Well after VE Day an' VJ Day aw thowt as happen we'd hev some peace an' happiness an' things ud be better. Mind you, we're jolly glad as th' fighting stopped - in moast parts at ony rate - we're thankful for that an' for th' prospect o' you lads coming home again. But aw mun say as th' government's mighty slow in getting its demob scheme going. Somebody ud do wi' a flip-flap behind him. They're about as quick in demobbing as in building houses, An' look at th' time they've spent over th' Belsen murderers. Nay, aw'se not say what aw think about; it wouldn't get printed. My mother says it's a tribute to British justice ('oo read that bit in a newspaper), aw says it's evidence of British stupidity. Ed we bin intelligent we'd of put th' commandant an' th' doctor of th' camp against th' wall an' shot 'em in Belsen itself. When th' guilt's browt home to one o'them Belsen folk he should be shot reet off. Tojo should now be telling his ancestors all about it in person, not recovering from his attempted suicide. Th' French 'ev had a bit of sense, Laval has paid for some of his crimes. Aw'm wondering how our would-be collaborators are getting along. Eh, those English friends o' Hitler are keeping quiet - they seem to be avoiding th' spot light an' their coloured shirts. Aw don't think they'll be able to set up a Belsen camp here, not now. It's sad to think there are any folk in this country of that type. Ay, it's a sad an' maddening world.

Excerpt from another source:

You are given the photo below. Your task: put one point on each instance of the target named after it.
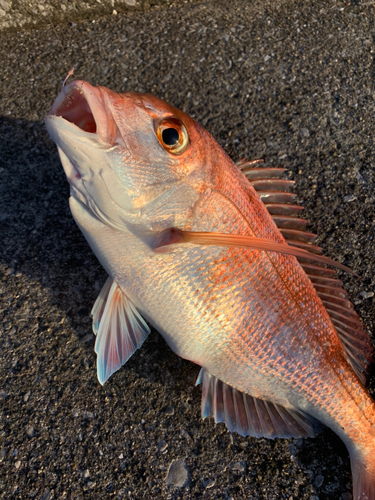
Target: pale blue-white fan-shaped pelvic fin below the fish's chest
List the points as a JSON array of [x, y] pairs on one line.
[[119, 328]]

But it's a funny world as well. Trust th' War Office to add to the gaiety of nations - not to mention th' language of sergeants! Th' Director of Military Training 'es issued an order for military clerks to do military training and ' special emphasis will be laid on saluting'!!! It'll not matter if demobbing is a bit later so long as men who have saved their country salute nicely! O, the pity of it; we mean well. Ay, we're a funny nation.
An' now th' dockers are showing their worse side. Aw used to respect um quite a lot, especially the way they stood up to th' blitz an' went on wi' their work, but now seemingly they don't trust their own leaders. It's a pity; th' Germans an' the' Japs mon be laughing up their sleeves. O ay, we're setting a grand example o' democracy when th' workers won't follow their own Trades Union officials. It seems they're not bothering whether th' country gets fed or not; th' sojers can unload th' ships. A bonny nice way th' dockers ev of saying 'Thank you' to the men who fought for them. Aw hopes they get to know what th' sojers think about 'em.
Th' Church folk are getting up a 'do' for th' Welcome Home Fund at th' end o' th' month and Mr an' Mrs Bowker 'ev promised to come over for it: happen aw'st be able to tell you summat about it next month. Cheerio, aw hopes aw'st be seeing you before long.

The wedding took place on Sept 29th at Tarleton Holy Trinity Church, of Miss Lily Tindsley, only daughter of Mr Mrs John Tindsley, of Hesketh Moss, and Flight Sergt David R Hanson, oldest son of Mr Mrs David Hanson, of Kearsley Ave, Tarleton. The service was conducted by the Rector of Tarleton.

William Ainscough (BAOR) has come on leave.